Tor.com, April 2022
“Sword & Spore” by Dominica Phetteplace
“The Dominion of Leviathan” by Manish Melwani
“Men, Women, and Chainsaws” by Stephen Graham Jones
“The Long View” by Susan Palwick
Reviewed by Mike Bickerdike
“Sword & Spore” by Dominica Phetteplace is a long novelette that may challenge the patience and fortitude of some readers. A young man enters a magical forest to obtain a remedy for his sick sister, and while there discovers a fabled sword that will transform his fate. The invention of fantasy worlds that are quite different from those that fans have seen before cannot be an easy task, but the approach taken here—to introduce a great many strange descriptions, myths, and ideas all stacked one upon the other—does not work well. The overall impression is of a rather disjointed, unclear story that takes far too long to settle down into a narrative that one can follow. In addition, the poor choice of similes, and unconvincing imagery, ultimately detract from the reading experience, as opposed to enhancing it. This story is likely to split reader opinion.
“The Dominion of Leviathan” by Manish Melwani is another lengthy novelette but it is much more enjoyable and successful that the preceding tale. The story is an unusual combination of modern SF, and golden-age solar system adventure reminiscent of early Jack Williamson. The story does not focus on humans (who live a repressed existence on Earth), but rather centres on those who have ‘ascended’ to a new, immortal, cybernetic condition and who live off-Earth on moons such as Io and Titan. A human woman survives a sadistic ritual held by the lord of the ascendants, and as a result earns the right to become one of the ‘ascendant’ herself. The tale relates her trials and tribulations on various planets and moons across the solar system. The novelette works well: it’s entertaining and engaging and provides a refreshing stylistic approach. Moreover, the tale presents an interesting allegory on current religious and social ideology; Jupiter has been renamed Leviathan, and represents a deified focus for an oppressive religion of the ascendants, providing a symbol for humanity’s common misuse of religious power.

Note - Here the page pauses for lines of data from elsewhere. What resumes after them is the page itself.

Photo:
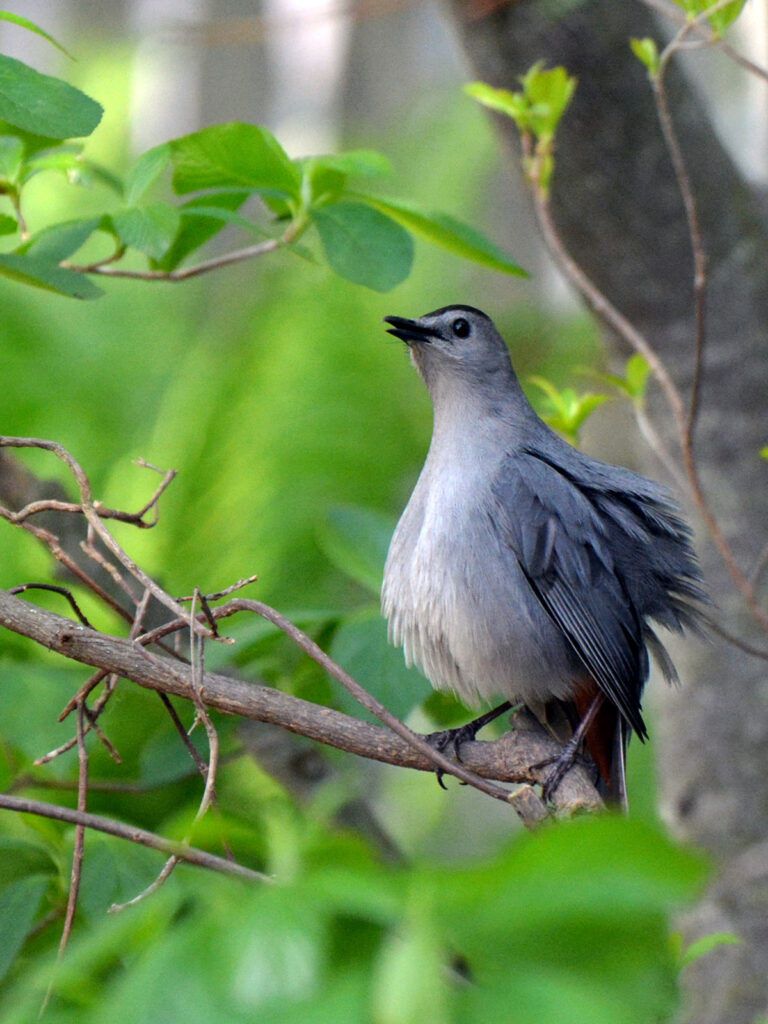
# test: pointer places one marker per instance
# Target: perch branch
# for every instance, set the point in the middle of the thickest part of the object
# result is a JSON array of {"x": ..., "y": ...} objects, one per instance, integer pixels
[{"x": 508, "y": 759}]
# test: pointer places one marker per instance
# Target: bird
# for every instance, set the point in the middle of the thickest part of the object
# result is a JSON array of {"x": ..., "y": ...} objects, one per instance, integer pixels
[{"x": 523, "y": 568}]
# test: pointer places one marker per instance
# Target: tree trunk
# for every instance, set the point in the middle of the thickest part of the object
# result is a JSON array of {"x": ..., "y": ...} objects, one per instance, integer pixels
[{"x": 620, "y": 212}]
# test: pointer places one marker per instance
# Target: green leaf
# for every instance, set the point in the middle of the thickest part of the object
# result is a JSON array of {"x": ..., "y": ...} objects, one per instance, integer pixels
[
  {"x": 145, "y": 171},
  {"x": 152, "y": 228},
  {"x": 539, "y": 108},
  {"x": 637, "y": 376},
  {"x": 43, "y": 104},
  {"x": 356, "y": 541},
  {"x": 568, "y": 410},
  {"x": 11, "y": 157},
  {"x": 196, "y": 230},
  {"x": 548, "y": 93},
  {"x": 65, "y": 161},
  {"x": 50, "y": 276},
  {"x": 6, "y": 15},
  {"x": 19, "y": 858},
  {"x": 360, "y": 646},
  {"x": 354, "y": 163},
  {"x": 18, "y": 905},
  {"x": 501, "y": 100},
  {"x": 445, "y": 231},
  {"x": 227, "y": 216},
  {"x": 646, "y": 52},
  {"x": 235, "y": 155},
  {"x": 700, "y": 947},
  {"x": 365, "y": 246},
  {"x": 595, "y": 948},
  {"x": 61, "y": 241}
]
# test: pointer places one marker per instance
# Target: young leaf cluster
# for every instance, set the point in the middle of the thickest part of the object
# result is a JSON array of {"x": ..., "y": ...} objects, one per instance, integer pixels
[{"x": 537, "y": 110}]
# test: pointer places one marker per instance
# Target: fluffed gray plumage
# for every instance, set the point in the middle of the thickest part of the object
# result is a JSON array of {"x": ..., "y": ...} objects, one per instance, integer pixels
[{"x": 521, "y": 567}]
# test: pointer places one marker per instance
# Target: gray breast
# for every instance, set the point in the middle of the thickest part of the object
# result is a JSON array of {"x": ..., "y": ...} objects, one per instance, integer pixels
[{"x": 457, "y": 600}]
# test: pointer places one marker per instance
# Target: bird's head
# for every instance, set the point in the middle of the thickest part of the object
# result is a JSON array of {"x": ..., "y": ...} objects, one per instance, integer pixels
[{"x": 455, "y": 346}]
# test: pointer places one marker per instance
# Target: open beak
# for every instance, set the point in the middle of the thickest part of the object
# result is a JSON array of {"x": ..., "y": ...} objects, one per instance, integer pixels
[{"x": 409, "y": 331}]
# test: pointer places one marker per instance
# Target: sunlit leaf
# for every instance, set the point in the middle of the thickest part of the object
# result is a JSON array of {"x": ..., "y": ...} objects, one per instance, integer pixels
[
  {"x": 195, "y": 229},
  {"x": 235, "y": 155},
  {"x": 363, "y": 163},
  {"x": 152, "y": 228},
  {"x": 61, "y": 241},
  {"x": 43, "y": 104},
  {"x": 647, "y": 52},
  {"x": 445, "y": 231},
  {"x": 145, "y": 171},
  {"x": 11, "y": 157},
  {"x": 364, "y": 245}
]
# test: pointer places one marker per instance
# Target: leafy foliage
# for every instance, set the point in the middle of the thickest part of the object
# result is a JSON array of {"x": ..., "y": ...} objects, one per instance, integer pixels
[
  {"x": 537, "y": 110},
  {"x": 273, "y": 420},
  {"x": 341, "y": 936}
]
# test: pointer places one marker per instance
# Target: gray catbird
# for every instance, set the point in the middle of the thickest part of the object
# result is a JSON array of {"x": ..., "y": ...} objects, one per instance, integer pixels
[{"x": 523, "y": 568}]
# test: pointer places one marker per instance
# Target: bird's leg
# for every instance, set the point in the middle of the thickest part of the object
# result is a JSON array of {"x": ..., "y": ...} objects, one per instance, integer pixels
[
  {"x": 455, "y": 737},
  {"x": 565, "y": 761}
]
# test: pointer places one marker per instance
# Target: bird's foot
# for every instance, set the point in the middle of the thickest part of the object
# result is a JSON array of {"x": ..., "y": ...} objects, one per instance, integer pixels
[
  {"x": 561, "y": 765},
  {"x": 452, "y": 739}
]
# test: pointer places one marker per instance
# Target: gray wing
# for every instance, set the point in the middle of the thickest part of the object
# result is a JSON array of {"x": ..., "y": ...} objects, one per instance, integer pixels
[{"x": 566, "y": 542}]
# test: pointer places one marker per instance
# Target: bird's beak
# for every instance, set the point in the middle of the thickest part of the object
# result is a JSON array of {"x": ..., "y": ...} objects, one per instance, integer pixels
[{"x": 409, "y": 331}]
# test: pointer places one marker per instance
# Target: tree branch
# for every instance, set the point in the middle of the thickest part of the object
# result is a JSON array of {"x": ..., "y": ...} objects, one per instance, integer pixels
[
  {"x": 131, "y": 833},
  {"x": 508, "y": 759}
]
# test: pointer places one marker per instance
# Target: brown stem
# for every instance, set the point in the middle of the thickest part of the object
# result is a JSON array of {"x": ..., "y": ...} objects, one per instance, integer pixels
[
  {"x": 508, "y": 759},
  {"x": 130, "y": 833}
]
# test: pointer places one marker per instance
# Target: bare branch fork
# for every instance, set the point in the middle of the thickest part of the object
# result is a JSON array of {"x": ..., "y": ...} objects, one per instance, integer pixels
[{"x": 483, "y": 765}]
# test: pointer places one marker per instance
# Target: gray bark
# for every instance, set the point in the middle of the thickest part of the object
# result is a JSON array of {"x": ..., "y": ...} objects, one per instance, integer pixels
[{"x": 620, "y": 213}]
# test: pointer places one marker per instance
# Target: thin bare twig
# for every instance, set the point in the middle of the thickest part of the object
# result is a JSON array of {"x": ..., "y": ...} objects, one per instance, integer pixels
[
  {"x": 91, "y": 514},
  {"x": 370, "y": 702},
  {"x": 130, "y": 833},
  {"x": 54, "y": 590},
  {"x": 694, "y": 231},
  {"x": 79, "y": 849},
  {"x": 700, "y": 27},
  {"x": 508, "y": 759}
]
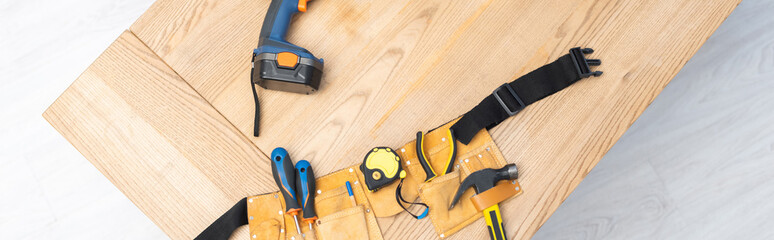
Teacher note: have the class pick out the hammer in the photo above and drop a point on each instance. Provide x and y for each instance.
(483, 180)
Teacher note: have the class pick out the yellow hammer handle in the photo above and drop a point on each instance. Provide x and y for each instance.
(494, 221)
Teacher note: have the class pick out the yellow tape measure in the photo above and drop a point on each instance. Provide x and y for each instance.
(381, 166)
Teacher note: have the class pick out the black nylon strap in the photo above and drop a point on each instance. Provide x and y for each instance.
(525, 90)
(257, 106)
(226, 223)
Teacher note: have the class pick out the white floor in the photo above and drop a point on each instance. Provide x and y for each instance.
(697, 164)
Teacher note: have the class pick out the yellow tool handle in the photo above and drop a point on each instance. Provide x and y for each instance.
(494, 221)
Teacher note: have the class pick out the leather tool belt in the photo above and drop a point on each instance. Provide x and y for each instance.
(339, 218)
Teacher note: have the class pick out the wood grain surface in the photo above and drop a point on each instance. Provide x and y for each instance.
(393, 67)
(157, 140)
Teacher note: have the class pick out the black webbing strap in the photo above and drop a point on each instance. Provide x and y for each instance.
(510, 98)
(226, 223)
(257, 106)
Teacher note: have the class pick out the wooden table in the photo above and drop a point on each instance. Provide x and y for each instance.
(166, 112)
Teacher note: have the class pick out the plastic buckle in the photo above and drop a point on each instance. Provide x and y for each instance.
(502, 103)
(582, 64)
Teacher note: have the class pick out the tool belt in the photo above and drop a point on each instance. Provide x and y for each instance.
(340, 219)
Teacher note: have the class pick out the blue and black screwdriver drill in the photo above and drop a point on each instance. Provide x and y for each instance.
(278, 64)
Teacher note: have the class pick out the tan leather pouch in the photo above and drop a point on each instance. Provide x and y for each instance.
(480, 153)
(340, 219)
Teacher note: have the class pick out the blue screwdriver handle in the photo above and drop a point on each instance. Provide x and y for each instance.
(305, 187)
(284, 175)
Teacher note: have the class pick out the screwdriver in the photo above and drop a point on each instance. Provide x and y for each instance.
(305, 186)
(284, 176)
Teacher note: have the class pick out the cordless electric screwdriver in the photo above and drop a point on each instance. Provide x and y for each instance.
(278, 64)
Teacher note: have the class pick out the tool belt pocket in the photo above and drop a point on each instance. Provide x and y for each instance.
(438, 193)
(339, 216)
(349, 223)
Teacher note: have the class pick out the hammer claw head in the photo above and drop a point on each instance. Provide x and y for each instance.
(484, 179)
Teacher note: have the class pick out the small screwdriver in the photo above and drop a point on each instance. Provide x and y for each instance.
(305, 186)
(284, 176)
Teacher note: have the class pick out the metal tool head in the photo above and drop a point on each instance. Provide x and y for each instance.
(485, 179)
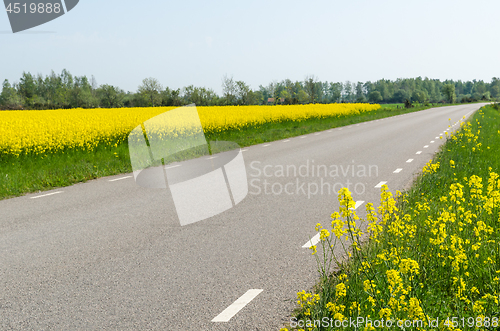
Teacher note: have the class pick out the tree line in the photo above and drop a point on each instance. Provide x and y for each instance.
(64, 90)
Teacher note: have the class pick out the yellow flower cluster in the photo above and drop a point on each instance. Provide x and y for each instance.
(49, 131)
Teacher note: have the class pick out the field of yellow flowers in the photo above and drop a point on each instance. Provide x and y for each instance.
(52, 131)
(432, 261)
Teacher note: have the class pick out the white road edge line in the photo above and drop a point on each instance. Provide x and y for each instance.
(314, 240)
(117, 179)
(238, 305)
(46, 195)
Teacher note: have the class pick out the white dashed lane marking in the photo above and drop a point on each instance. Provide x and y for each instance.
(117, 179)
(238, 305)
(46, 195)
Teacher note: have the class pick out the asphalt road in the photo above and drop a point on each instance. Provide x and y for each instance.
(110, 255)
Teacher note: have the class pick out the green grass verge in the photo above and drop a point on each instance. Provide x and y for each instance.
(432, 261)
(26, 174)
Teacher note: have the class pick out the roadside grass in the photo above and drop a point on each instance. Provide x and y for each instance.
(432, 259)
(25, 174)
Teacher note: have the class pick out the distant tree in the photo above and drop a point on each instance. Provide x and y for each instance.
(27, 89)
(243, 93)
(375, 97)
(348, 91)
(310, 87)
(449, 91)
(9, 98)
(335, 92)
(150, 89)
(360, 96)
(420, 96)
(400, 96)
(110, 96)
(171, 97)
(303, 97)
(229, 89)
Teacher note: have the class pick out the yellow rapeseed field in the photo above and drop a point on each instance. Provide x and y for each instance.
(52, 131)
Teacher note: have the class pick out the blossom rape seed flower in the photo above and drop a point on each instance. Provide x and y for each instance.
(53, 131)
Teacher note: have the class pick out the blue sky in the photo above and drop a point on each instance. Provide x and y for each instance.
(197, 42)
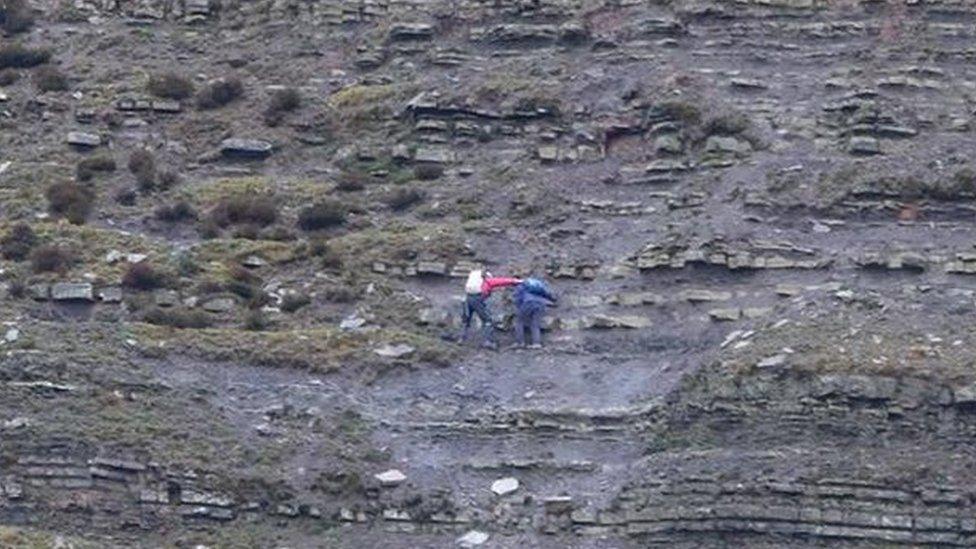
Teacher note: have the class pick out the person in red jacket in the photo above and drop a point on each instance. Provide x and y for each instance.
(477, 291)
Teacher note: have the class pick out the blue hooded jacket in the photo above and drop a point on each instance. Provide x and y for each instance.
(527, 302)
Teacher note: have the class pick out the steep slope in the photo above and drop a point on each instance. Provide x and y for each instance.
(234, 235)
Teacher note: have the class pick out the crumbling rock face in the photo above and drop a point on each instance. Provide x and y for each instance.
(694, 179)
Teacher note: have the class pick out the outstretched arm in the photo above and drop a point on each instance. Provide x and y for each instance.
(498, 282)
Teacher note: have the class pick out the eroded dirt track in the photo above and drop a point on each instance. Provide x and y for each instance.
(758, 215)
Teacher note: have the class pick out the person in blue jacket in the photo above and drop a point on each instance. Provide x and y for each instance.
(531, 298)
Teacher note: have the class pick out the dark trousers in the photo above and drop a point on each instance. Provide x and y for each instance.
(531, 319)
(474, 304)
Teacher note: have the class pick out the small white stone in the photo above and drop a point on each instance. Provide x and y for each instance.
(505, 486)
(473, 538)
(392, 477)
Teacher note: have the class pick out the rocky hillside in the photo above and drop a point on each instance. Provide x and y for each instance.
(234, 235)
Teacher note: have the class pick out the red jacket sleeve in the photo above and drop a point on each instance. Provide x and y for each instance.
(497, 282)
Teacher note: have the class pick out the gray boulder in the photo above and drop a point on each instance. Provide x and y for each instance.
(83, 140)
(72, 291)
(245, 148)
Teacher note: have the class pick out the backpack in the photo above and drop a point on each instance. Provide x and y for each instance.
(536, 286)
(475, 279)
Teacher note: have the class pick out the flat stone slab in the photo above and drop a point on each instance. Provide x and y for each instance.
(219, 304)
(72, 291)
(474, 538)
(110, 294)
(399, 350)
(411, 31)
(246, 148)
(82, 139)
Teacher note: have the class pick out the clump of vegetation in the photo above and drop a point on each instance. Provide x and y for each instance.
(167, 179)
(50, 78)
(71, 200)
(143, 276)
(126, 197)
(402, 199)
(51, 259)
(17, 244)
(682, 111)
(178, 318)
(256, 321)
(330, 258)
(351, 181)
(89, 167)
(8, 77)
(246, 285)
(242, 209)
(15, 16)
(428, 172)
(17, 289)
(322, 215)
(170, 85)
(282, 101)
(142, 164)
(293, 302)
(18, 56)
(181, 210)
(219, 93)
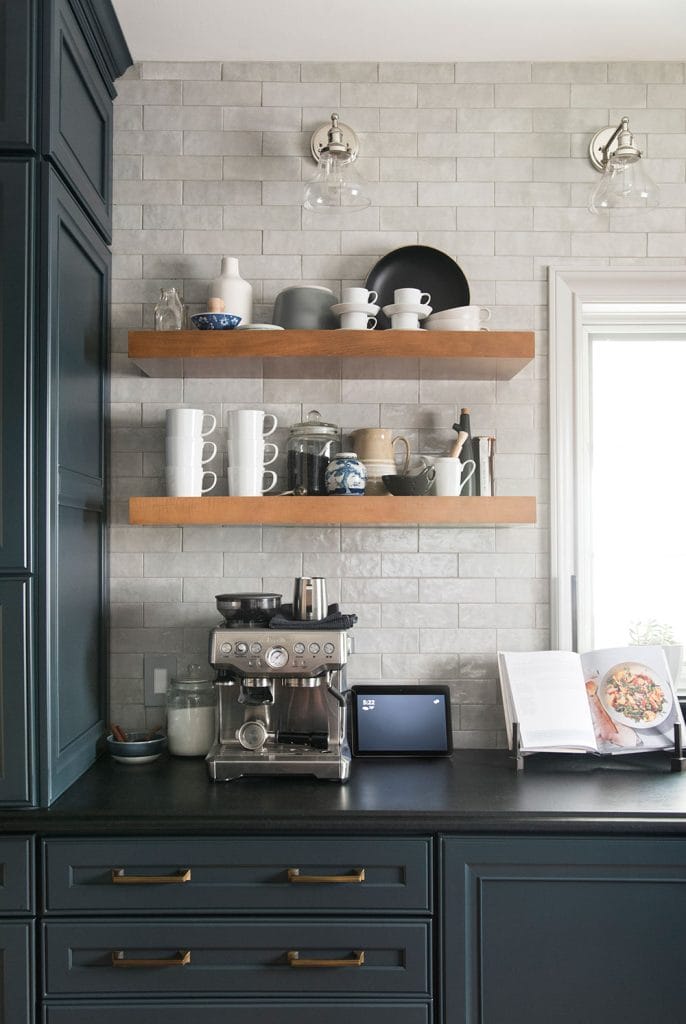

“Men, Women, and Chainsaws” by Stephen Graham Jones is the third novelette offered by Tor this month, albeit shorter than the preceding stories. A young woman was let down by the man to whom she was engaged. When she comes across a Chevy car in an old drive-in cinema that has strong ties to both her dead parents and her ex, she initiates a plot to gain revenge. This is a fantasy-horror story, though is not especially scary or emotive, and the fantasy elements don’t seem to make a lot of sense. The use of the woman’s blood meets a staple requirement of a horror story, so the reader is apparently expected to accept this plot device, despite no real rationale being provided. The tale failed to draw this reader in, either to sympathise with the protagonist, or to care what happens to the antagonist. A small point, but it would also have benefitted from more careful editing to correct several grammatical errors.
“The Long View” by Susan Palwick is set on an American university campus, and pokes fun at the increasing use of companion animals by students, as well as the self-entitled attitude of certain students. In this tale, one particularly troubled and difficult student wishes to bring a dragon onto campus to assist with her PTSD, ADHD and BPD. It’s refreshing to see a modern story that takes a somewhat sarcastic look at the modern world, rather than soberly pander to its more obvious foibles. The tale is well written, though its conclusion is not as strong as its engaging start.